5 Luglio 2024

Diocesi di Prato, don Fantappiè lascia la direzione dell’Ufficio Beni Culturali dopo quarant’anni

Il vescovo Nerbini ha nominato al suo posto il vicario mons. Daniele Scaccini. Don Fantappiè, 89 anni, rimane direttore scientifico dell'Archivio diocesano e della Biblioteca del Seminario


Dopo quarant’anni di servizio don Renzo Fantappiè lascia la guida dell’Ufficio beni culturali della Diocesi di Prato. Il sacerdote, 89 anni, conserva la direzione scientifica dell’Archivio storico diocesano e della Biblioteca del Seminario. Il vescovo Giovanni Nerbini ha nominato come nuovo direttore dell’Ufficio beni culturali monsignor Daniele Scaccini, vicario generale della Diocesi, architetto e responsabile del settore edilizia di culto.
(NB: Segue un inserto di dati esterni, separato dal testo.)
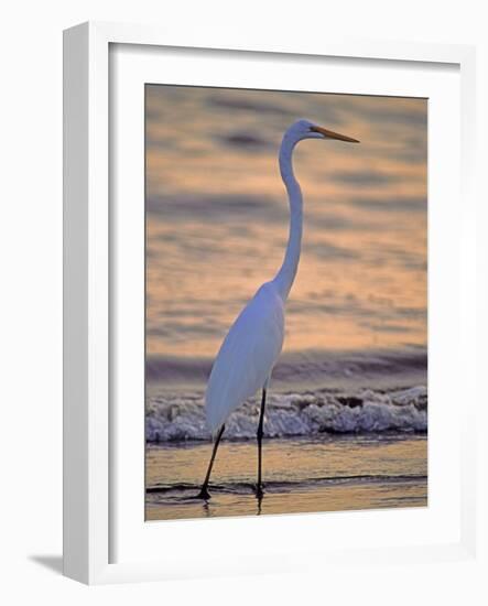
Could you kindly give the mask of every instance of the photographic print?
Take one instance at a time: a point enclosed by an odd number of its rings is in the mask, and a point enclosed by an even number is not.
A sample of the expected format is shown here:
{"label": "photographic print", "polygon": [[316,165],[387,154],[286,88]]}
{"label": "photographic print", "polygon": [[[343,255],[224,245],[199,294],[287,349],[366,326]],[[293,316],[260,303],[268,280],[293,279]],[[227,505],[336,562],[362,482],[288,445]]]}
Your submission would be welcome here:
{"label": "photographic print", "polygon": [[148,520],[427,505],[427,100],[145,85]]}

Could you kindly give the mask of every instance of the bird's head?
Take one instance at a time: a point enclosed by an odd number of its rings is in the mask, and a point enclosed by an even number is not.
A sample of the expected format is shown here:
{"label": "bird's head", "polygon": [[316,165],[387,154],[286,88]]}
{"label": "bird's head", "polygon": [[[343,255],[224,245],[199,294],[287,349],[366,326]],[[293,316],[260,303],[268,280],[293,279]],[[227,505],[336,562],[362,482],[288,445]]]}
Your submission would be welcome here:
{"label": "bird's head", "polygon": [[297,120],[294,122],[288,129],[286,137],[289,137],[294,143],[302,141],[303,139],[335,139],[346,143],[359,143],[357,139],[353,139],[346,134],[340,134],[338,132],[334,132],[333,130],[319,127],[308,120]]}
La decisione di procedere a questo avvicendamento è dovuta a un naturale passaggio di consegne per motivi anagrafici, ma soprattutto alla nuova organizzazione dell’Ufficio beni culturali – richiesta dalla Cei – che cessa di essere un organismo autonomo, con propria personalità giuridica, e torna in seno alla Curia, come gli altri uffici diocesani. Questo ha comportato un riordino degli aspetti amministrativi e delle funzioni dell’Ufficio, con la conseguente cessazione del rapporto di lavoro con le tre dipendenti, impiegate all’interno dei Beni Culturali, dell’Archivio e della Biblioteca. La Diocesi ha già pianificato il reintegro delle tre dipendenti, in modo che possano proseguire nel loro lavoro, all’interno della Cooperativa Prato Cultura, l’ente nato su impulso della Diocesi, al quale è stata affidata la gestione del Museo dell’Opera del Duomo e del complesso di San Domenico.

 

 

Nel comunicare questo avvicendamento, il vescovo Giovanni Nerbini esprime un grande ringraziamento a don Renzo Fantappiè, «per come ha saputo guidare l’Ufficio diocesano dei Beni Culturali, con competenza, saggezza e lungimiranza. Sotto la sua direzione, in oltre quarant’anni di servizio – sottolinea monsignor Nerbini – il patrimonio artistico diocesano non solo è stato salvaguardato, ma custodito e valorizzato in modo da poter essere tramandato alla Chiesa e alla città di Prato».